Now a review of the council’s parking charging policy looks to be on the cards again after the financial review of this current year revealed a projected reduction of £1.3m in parking income.

 

Knutsford Guardian: Cllr Craig BrowneCllr Craig Browne (Image: Cheshire East Council)

Cllr Craig Browne, who is chair of the council’s highways and transport committee, told Thursday’s (November 24) meeting it was reassuring ‘in inverted commas’, that highways had only an overall £500,000 projected variance at year end when compared to the budget set, because it was much higher for some of the council’s other committees.

The Alderley Edge councillor said: “We are going to have to look, as a committee going forward, at how we reduce our costs, but also how we might look to increase revenue through means other than simply just council tax and I fear that, amongst other things, clearly, that is going to mean re-visiting parking charges, which this committee has discussed previously.”

He added: “Looking at the financial tables [in the report presented to Thursday’s highways meeting], it's just so painfully obvious that a reduction in parking income is the single biggest contributor to that variance at this time.”

Cheshire East’s parking policy has been controversial from the outset.

When the council was formed in 2009, it inherited three different charging policies from the former Crewe & Nantwich, Congleton and Macclesfield borough councils.

Congleton borough didn’t have parking charges whereas the other two councils did and Cheshire East has changed very little since – other than to hike up the prices in those towns such as Crewe, Nantwich, Macclesfield and Knutsford, which do pay.

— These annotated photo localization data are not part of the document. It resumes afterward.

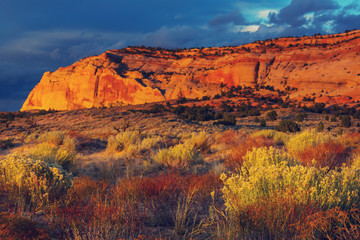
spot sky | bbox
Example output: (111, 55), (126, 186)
(1, 0), (360, 111)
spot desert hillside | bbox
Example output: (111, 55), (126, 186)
(21, 30), (360, 111)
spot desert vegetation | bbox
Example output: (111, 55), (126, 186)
(1, 100), (360, 239)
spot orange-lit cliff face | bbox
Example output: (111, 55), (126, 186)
(21, 30), (360, 111)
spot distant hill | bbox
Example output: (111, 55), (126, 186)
(21, 30), (360, 111)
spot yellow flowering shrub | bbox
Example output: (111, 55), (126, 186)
(222, 147), (360, 216)
(0, 155), (72, 210)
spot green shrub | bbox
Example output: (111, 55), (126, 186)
(213, 94), (221, 99)
(0, 138), (14, 149)
(176, 97), (187, 104)
(317, 121), (325, 132)
(259, 119), (266, 127)
(337, 128), (343, 136)
(0, 155), (72, 210)
(173, 105), (215, 122)
(267, 110), (278, 121)
(202, 95), (210, 101)
(214, 113), (236, 126)
(295, 113), (307, 122)
(275, 120), (300, 133)
(341, 115), (352, 128)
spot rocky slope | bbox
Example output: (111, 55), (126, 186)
(22, 30), (360, 111)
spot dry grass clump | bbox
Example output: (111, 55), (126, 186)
(140, 135), (164, 151)
(153, 143), (203, 168)
(106, 130), (140, 153)
(225, 135), (276, 170)
(214, 130), (277, 171)
(22, 131), (79, 171)
(285, 129), (349, 169)
(183, 131), (212, 154)
(102, 131), (166, 179)
(295, 207), (360, 239)
(150, 131), (213, 170)
(297, 140), (348, 169)
(229, 188), (317, 239)
(52, 173), (221, 239)
(96, 155), (156, 181)
(216, 130), (246, 147)
(29, 142), (76, 171)
(339, 132), (360, 155)
(251, 129), (289, 145)
(0, 213), (51, 240)
(38, 131), (66, 145)
(106, 130), (164, 158)
(55, 176), (142, 239)
(285, 129), (331, 157)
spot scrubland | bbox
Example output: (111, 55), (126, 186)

Most towns which were under the former Congleton Borough Council still remain free – although charges were introduced in the town of Congleton itself.

No mention was made at Thursday’s meeting of when any review would be considered by the committee or whether it would take the form of the previous proposal, which was knocked back in September of last year.

Those proposals, which failed, would have seen all towns and villages pay the same rate on paid-for council-owned car parks. A zonal charging scheme would also have been introduced.